Abstract

When we refer to nation-states receiving refugees as “host” countries, we necessarily evoke notions of hospitality, which the Oxford Dictionary defines as “the reception and entertainment of guests, visitors, or strangers with liberality and goodwill.” Yet the exploration of the impact of contemporary EU asylum policy in Dina Nayeri’s 2017 novel Refuge portrays a system far removed from such adjectives. Based heavily on Nayeri’s own autobiography, and hitherto underrepresented in academic research, the award-winning work portrays the journey of an Iranian refugee in Europe to make sense of her migrant identity, informed by her encounters with fellow members of the Iranian diaspora in the Netherlands. Through the friendships Nayeri’s protagonist forms, a vivid fictional representation is conjured of the damaging human impacts of policy areas such as the EU’s Dublin Regulation, referenced and rephrased in the context of the novel.

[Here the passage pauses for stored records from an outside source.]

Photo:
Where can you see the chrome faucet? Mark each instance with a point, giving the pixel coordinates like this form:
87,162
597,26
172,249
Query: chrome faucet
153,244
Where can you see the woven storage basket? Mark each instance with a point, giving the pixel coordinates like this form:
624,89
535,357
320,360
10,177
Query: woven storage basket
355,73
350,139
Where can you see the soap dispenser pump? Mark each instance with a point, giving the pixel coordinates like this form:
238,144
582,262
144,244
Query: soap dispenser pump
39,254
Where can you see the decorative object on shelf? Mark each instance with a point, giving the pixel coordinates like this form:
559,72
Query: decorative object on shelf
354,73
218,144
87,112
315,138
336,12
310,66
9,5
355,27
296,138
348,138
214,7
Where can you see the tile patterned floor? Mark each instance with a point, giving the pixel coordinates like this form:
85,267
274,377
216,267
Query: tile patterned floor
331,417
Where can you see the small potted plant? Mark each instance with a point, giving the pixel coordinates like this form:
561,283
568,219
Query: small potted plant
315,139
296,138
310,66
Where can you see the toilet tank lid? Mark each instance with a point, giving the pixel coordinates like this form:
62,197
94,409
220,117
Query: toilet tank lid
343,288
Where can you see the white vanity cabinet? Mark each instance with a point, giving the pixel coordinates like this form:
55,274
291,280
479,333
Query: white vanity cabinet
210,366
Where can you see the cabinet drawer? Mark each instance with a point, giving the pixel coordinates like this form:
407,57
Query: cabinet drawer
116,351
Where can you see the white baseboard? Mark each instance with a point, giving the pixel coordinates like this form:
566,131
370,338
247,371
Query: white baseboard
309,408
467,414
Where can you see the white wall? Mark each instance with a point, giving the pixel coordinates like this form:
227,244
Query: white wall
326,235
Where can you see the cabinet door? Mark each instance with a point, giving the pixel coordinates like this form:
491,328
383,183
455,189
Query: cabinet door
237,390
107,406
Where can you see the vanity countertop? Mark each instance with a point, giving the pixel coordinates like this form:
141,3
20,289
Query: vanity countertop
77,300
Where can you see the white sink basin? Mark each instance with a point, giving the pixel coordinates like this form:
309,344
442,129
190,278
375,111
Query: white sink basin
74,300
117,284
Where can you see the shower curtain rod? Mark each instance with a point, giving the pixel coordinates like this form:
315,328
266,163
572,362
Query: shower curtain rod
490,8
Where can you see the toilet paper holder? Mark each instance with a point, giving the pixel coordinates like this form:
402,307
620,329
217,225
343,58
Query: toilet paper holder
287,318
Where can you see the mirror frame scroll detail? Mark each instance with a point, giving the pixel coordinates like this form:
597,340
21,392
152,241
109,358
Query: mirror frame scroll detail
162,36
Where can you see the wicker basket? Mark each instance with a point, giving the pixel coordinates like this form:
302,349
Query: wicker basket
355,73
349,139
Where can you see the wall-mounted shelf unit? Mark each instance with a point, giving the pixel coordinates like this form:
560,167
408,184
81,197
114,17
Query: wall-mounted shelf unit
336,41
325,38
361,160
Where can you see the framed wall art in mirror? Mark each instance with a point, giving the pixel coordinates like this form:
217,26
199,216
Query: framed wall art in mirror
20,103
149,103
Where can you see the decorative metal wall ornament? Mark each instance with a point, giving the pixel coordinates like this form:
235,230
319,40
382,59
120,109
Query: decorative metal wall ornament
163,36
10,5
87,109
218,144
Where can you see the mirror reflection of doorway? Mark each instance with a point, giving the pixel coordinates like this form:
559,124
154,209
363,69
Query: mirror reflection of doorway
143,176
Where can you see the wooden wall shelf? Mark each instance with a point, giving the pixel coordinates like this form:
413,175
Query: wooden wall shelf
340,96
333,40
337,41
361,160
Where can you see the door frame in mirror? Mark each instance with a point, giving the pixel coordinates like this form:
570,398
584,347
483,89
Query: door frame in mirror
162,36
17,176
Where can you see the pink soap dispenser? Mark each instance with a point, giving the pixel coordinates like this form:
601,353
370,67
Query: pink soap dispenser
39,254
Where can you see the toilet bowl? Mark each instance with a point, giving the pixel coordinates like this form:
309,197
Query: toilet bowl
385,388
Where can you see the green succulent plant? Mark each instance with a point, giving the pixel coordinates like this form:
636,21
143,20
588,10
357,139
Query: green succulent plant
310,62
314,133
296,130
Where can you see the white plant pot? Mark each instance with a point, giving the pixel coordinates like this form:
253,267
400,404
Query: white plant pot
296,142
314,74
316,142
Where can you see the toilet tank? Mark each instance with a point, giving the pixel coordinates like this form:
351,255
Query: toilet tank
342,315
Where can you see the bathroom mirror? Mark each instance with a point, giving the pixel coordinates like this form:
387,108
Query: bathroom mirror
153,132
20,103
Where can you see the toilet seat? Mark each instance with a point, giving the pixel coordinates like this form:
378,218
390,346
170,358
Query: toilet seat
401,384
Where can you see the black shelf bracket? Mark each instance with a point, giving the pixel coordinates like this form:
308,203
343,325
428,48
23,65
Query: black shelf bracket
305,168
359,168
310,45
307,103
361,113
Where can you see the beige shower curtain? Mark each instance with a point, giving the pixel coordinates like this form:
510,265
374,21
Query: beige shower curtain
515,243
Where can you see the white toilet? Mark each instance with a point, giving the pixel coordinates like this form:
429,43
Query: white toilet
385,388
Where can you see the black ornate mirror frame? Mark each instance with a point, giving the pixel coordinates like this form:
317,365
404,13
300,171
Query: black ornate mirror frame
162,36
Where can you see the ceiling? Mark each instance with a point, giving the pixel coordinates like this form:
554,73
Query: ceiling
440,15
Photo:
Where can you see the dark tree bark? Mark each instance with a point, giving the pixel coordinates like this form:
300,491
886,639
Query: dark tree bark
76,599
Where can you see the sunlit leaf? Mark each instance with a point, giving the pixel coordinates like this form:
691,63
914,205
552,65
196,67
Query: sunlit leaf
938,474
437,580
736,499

Drawing from Mireille Rosello, this paper proposes a comparative reading of the legal and fictional texts, as analysed through the prism of host/guest relationships. It seeks to demonstrate the capacity of fiction to give voice to the victims of policy failures, as well to provide an affect-based accompaniment to legislation which by nature excludes the emotive language necessary to comprehensively capturing human experience. Ultimately, it explores how Nayeri’s novel calls into question the very relevance of the language of hospitality used in reference to contemporary European asylum policy.